Division of Medical Oncology, Department of Medicine, Duke University Health System, Duke University Medical Center (DUMC), Durham, NC 27710, USA.
Med Care. 2010 Jun;48(6 Suppl):S32-8. doi: 10.1097/MLR.0b013e3181db53a4.
"Rapid learning healthcare" presents a new infrastructure to support comparative effectiveness research. By leveraging heterogeneous datasets (eg, clinical, administrative, genomic, registry, and research), health information technology, and sophisticated iterative analyses, rapid learning healthcare provides a real-time framework in which clinical studies can evaluate the relative impact of therapeutic approaches on a diverse array of measures.
This article describes an effort, at 1 academic medical center, to demonstrate what rapid learning healthcare might look like in operation. The article describes the process of developing and testing the components of this new model of integrated clinical/research function, with the pilot site being an academic oncology clinic and with electronic patient-reported outcomes (ePROs) being the foundational dataset.
Steps included: feasibility study of the ePRO system; validation study of ePRO collection across 3 cancers; linking ePRO and other datasets; implementation; stakeholder alignment and buy in, and; demonstration through use cases.
Two use cases are presented; participants were metastatic breast cancer (n = 65) and gastrointestinal cancer (n = 113) patients at 2 academic medical centers.
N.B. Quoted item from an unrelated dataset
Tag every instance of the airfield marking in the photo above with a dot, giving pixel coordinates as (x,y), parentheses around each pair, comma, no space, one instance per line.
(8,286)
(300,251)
(1) Patient-reported symptom data were collected with tablet computers; patients with breast and gastrointestinal cancer indicated high levels of sexual distress, which prompted multidisciplinary response, design of an intervention, and successful application for funding to study the intervention's impact. (2) The system evaluated the longitudinal impact of a psychosocial care program provided to patients with breast cancer. Participants used tablet computers to complete PRO surveys; data indicated significant impact on psychosocial outcomes, notably distress and despair, despite advanced disease. Results return to the clinic, allowing iterative update and evaluation.
An ePRO-based rapid learning cancer clinic is feasible, providing real-time research-quality data to support comparative effectiveness research.
“快速学习医疗保健”呈现出一种新的基础设施,以支持比较有效性研究。通过利用异构数据集(如临床、行政、基因组、登记和研究)、健康信息技术和复杂的迭代分析,快速学习医疗保健提供了一个实时框架,在这个框架中,临床研究可以评估治疗方法对各种措施的相对影响。
本文描述了在一个学术医疗中心努力展示快速学习医疗保健在实际操作中可能是什么样子。本文描述了开发和测试这种新的综合临床/研究功能模型的各个组成部分的过程,试点地点是一个学术肿瘤诊所,电子患者报告的结果(ePRO)是基础数据集。
步骤包括:ePRO 系统的可行性研究;在 3 种癌症中进行 ePRO 收集的验证研究;ePRO 和其他数据集的链接;实施;利益相关者的协调和认可;以及通过用例来演示。
提出了两个用例;参与者是 2 个学术医疗中心的转移性乳腺癌(n=65)和胃肠道癌症(n=113)患者。
(1)使用平板电脑收集患者报告的症状数据;患有乳腺癌和胃肠道癌症的患者报告了高水平的性困扰,这促使了多学科反应、干预设计和成功申请资金来研究干预措施的影响。(2)该系统评估了为乳腺癌患者提供的心理社会护理计划的纵向影响。参与者使用平板电脑完成 PRO 调查;数据表明,尽管疾病已经很严重,但对心理社会结果,特别是困扰和绝望,有显著影响。结果返回给诊所,允许迭代更新和评估。
基于电子患者报告的快速学习癌症诊所是可行的,提供实时的研究质量数据,以支持比较有效性研究。